Last week in a column Leon Hale had a lot to say about dirt backroads of Texas. This week I have photos…
Too bad Kinky Friedman didn’t win the governor’s race. I intended to go to Austin and ask him to proclaim every April Country Roads Month in Texas.
He would have done it, too.
But since Kinky didn’t win, I’ll just go ahead and do the proclamation myself and see if it has any effect.
The aim of Country Roads Month is to get people out of the cities and onto the dirt roads of our state, to roam about, breathe some unpolluted air and get the feel of the land.
I bet we have taxpayers in Houston who’re 40 years old and have never rolled along a country road. If they’ve done all their rolling on federal and state highways, they don’t really know what Texas looks like.
This is shaping up as a good year to get the country roads movement going. We’re having a nice spring. We’ve had decent rain after years of dry weather. The land is happy, and green, and getting greener by the hour.
Within the next six weeks, the Texas countryside will be looking better than it’s looked in several years. So it’s time to move. Stir a little dust.
I’m not talking about driving up U.S. 290 to look at wildflowers planted on the shoulders by the highway department.
Getting out of town to see spring wildflowers is a long-standing tradition in this state, and that’s fine, and I think we’re going into a good year for roadside blossoms. In Washington County, where we spend time at the Winedale place, bluebonnets are early and going strong.
For those who are unsure what a country road is Leon offers this definition…

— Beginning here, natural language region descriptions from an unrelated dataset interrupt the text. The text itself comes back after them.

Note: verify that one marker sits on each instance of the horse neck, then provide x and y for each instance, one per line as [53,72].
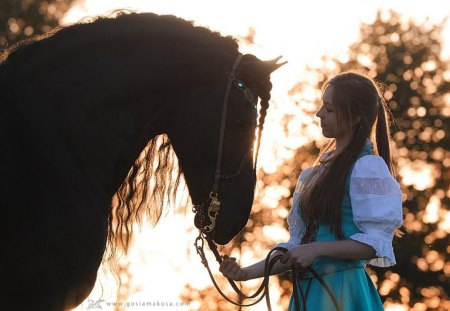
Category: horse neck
[133,103]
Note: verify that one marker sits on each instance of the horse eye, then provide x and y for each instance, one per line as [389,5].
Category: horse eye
[241,125]
[248,94]
[239,84]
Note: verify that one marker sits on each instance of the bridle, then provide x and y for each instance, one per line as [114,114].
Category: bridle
[213,211]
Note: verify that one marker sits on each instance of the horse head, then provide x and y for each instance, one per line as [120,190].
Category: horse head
[215,145]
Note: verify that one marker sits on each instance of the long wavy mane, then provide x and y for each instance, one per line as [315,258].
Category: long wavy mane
[153,181]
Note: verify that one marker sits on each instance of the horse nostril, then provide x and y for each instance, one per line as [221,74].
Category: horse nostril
[238,226]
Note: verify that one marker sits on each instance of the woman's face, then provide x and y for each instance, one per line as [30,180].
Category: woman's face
[327,114]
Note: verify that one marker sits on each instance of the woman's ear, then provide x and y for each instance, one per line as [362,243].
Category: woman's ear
[357,120]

My definition of a country road is one that’s not paved. A farm to market blacktop where people drive 75 is not my notion of a country road. I’m talking about a dirt road that leads off into the woods and is not shown on your highway map.
I’ve had friends tell me, “Yeah, but who knows where a road like that goes?”
Then take it and find out. Go slow, roll the windows down, experience the country when it’s waking up, turning green, smelling fertile. Maybe you’ll get lost for an hour or so. Good. That won’t hurt. Eventually you’ll come out of the woods somewhere.
I have always followed that advice when out traveling, much to the chagrin of my family. They never know when we will drive a half hour down a back road only to have it end so we can backtrack to where we began.